As part of the 2017-18 budget, the federal government announced a new housing affordability plan aimed at keeping the dream of home ownership in reach for younger Australians.
The plan includes an important new incentive targeted towards helping first-home buyers to save for a deposit – and with the growing cost of living, this is something that we at Rising Tide Financial Services know is a pain point for many young people who want to own their own home.
Starting from 1 July, the government’s new First Home Super Saver Scheme (FHSSS) will allow eligible buyers to withdraw voluntary contributions made to their superannuation fund (as well as the interest earned!) to be used as a deposit for their first home.
Essentially, this means that rather than simply saving for a deposit in a high-interest bank account, you can instead save it in your superannuation fund where you’re likely to earn a much higher interest rate, and ultimately reach your goal faster.
We think it’s a fantastic option for those looking to grow their home deposit faster, but there are a few important things you should be aware of before you dive in.
First of all, the maximum contributions and amount (including interest) that can be withdrawn is $15,000 per year, per person. What this means is that if you contribute more than $15,000 in a year, you won’t be able to withdraw this to use for your deposit.
The maximum amount that can be released under the FHSSS is $30,000. However, if you’re a couple you could double this and potentially have a deposit of up to $60,000 in just two years!
Furthermore, it’s important to understand that only voluntary contributions that can be withdrawn and that the mandatory 9.5% superannuation guarantee which is paid by your employer is not included in the scheme and cannot be used in the FHSSS.

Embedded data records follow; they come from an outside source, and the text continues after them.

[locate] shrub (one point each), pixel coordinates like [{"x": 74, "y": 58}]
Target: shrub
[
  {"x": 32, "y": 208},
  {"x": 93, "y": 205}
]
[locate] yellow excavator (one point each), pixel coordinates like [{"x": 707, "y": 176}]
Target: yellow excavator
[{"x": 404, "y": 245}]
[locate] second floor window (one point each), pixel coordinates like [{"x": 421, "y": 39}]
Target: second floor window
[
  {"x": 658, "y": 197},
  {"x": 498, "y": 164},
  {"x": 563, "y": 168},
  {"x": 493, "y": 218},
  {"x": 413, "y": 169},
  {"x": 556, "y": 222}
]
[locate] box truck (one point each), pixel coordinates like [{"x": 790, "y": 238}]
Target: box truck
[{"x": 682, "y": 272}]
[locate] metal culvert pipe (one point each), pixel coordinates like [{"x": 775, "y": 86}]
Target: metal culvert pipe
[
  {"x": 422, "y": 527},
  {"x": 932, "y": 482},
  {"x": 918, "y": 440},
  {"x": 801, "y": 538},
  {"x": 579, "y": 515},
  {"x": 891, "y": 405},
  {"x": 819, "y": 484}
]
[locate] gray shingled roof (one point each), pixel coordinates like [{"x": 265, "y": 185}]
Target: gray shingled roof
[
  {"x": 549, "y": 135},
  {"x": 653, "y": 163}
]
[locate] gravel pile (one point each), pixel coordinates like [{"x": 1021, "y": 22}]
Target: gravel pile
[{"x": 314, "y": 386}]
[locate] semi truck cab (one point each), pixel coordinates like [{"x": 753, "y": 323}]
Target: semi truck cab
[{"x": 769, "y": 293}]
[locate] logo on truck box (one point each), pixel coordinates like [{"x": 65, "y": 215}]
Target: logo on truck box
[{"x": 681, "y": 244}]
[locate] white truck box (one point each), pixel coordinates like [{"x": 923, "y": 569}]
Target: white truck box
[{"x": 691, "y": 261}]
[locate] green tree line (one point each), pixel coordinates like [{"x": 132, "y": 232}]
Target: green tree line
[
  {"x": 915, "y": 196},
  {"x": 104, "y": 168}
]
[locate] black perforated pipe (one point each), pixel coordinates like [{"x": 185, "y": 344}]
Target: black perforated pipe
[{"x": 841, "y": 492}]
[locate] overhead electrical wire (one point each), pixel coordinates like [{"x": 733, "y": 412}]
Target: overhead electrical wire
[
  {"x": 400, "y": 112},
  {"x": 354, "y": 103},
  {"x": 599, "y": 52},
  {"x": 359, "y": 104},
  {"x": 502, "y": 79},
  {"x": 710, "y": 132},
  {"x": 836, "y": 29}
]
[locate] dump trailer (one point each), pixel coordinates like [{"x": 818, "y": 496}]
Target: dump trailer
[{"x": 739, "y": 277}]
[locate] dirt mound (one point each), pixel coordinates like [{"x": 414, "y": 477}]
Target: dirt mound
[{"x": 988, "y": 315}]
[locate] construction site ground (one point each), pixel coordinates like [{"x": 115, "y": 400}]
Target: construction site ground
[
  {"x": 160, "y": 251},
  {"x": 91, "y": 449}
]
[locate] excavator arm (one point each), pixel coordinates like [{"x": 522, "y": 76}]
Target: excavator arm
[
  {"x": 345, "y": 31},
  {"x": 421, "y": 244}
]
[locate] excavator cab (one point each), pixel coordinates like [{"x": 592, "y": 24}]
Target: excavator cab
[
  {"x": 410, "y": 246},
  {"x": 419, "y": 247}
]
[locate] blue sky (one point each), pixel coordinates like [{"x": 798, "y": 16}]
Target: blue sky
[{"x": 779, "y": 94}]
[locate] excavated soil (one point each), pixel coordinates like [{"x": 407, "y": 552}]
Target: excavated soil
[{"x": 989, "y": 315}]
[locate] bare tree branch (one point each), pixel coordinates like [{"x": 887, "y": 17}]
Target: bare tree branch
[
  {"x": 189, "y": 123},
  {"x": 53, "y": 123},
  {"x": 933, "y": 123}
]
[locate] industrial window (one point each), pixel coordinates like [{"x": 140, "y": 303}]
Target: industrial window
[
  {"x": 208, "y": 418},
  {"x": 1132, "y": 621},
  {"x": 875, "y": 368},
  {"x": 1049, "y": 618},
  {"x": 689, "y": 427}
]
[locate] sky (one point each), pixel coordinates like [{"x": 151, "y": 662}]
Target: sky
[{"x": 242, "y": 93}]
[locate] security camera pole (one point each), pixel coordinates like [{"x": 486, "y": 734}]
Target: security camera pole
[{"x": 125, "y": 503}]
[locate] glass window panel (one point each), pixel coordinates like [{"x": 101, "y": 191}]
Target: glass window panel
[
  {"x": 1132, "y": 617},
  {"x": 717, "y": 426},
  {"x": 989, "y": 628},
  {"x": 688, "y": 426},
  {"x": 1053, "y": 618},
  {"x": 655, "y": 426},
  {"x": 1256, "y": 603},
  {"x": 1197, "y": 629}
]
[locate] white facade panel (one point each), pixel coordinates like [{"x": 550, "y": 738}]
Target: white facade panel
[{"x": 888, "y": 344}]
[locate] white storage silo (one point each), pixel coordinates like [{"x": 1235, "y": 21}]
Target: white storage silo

In order to be eligible to use the FHSSS, you’ll need to meet the following requirements:
- You must be 18 years old or over
- You must be assessed individually rather than in a couple
- You must not have previously owned a property
- You must not have previously released funds via the FHSSS
- You must live or intend to live in the premises you are buying
- You must live or intend to live in the premises for at least 6 months of the first 12 months you own it
- You must not use your FHSSS withdrawal or buy a ‘new’ residential property, including vacant land
Remember, while it’s a great opportunity, it’s important to consider all of your options before you commit to a locked in plan like this. Should you change your mind, you won’t be able to withdraw the funds to be used anywhere other than a home deposit.